Comparing coefficients, we find k = -14.
Solved Example 1.7
Problem: Determine the nature of roots of x⁴ + 4x – 1 = 0.
Solution
f'(x) = 4x³ + 4 = 0 ⇒ x = -1. f(-1) = -4. Since the minimum value is negative and f(x) → ∞, there are 2 real roots.
Solved Example 1.8
Problem: Solve x⁴ – 10x² + 9 = 0.
Solution
(x² – 9)(x² – 1) = 0 ⇒ x² = 9, 1. Roots: {±1, ±3}.
Solved Example 1.9
Problem: Form a biquadratic with rational coefficients having √2 + √3 as a root.
Solution
(x² – 5)² = 24 ⇒ x⁴ – 10x² + 1 = 0.
Solved Example 1.10
Problem: Solve x⁴ – 12x³ + 49x² – 78x + 40 = 0 if roots are in A.P.
Solution
4a = 12 ⇒ a = 3. Using product of roots, d = 1. Roots: {1, 2, 4, 5}.
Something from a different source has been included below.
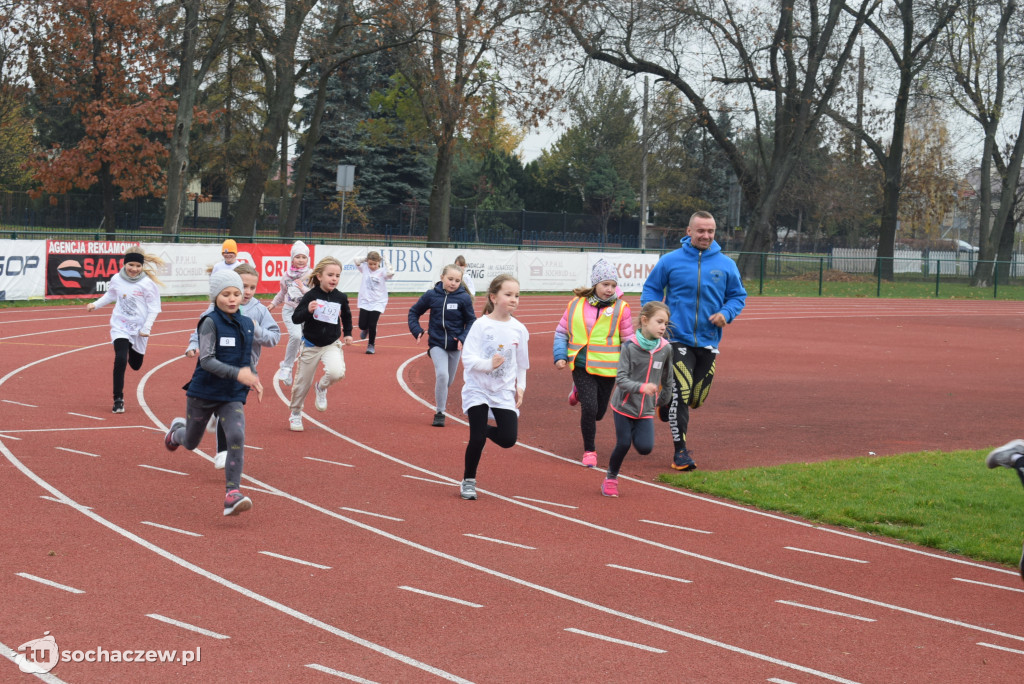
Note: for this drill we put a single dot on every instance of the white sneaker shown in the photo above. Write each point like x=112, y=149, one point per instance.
x=321, y=397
Concept Application Exercise 1.1
Solve x⁴ – 13x² + 36 = 0.
If α, β, γ, δ are roots of x⁴ + px³ + qx² + rx + s = 0, find Σ α²β.
Solve x² + 1/x² – 3(x – 1/x) – 2 = 0.
Find the number of real roots of x⁴ – 8x² + 2 = 0.
If two roots of x⁴ – 2x³ + 4x² + 6x – 21 = 0 are equal in magnitude but opposite in sign, solve the equation.
Solve (x-1)⁴ + (x-5)⁴ = 82 by substituting y = x-3.
If roots of x⁴ – 8x³ + 14x² + 8x – 15 = 0 are in A.P., find the roots.
Solve the reciprocal equation 2x⁴ + x³ – 6x² + x + 2 = 0.
Find the product of the non-real roots of x⁴ – 4x³ + 6x² – 4x + 5 = 0.
If α is a root of x⁴ – x – 1 = 0, find the value of α⁴ – α.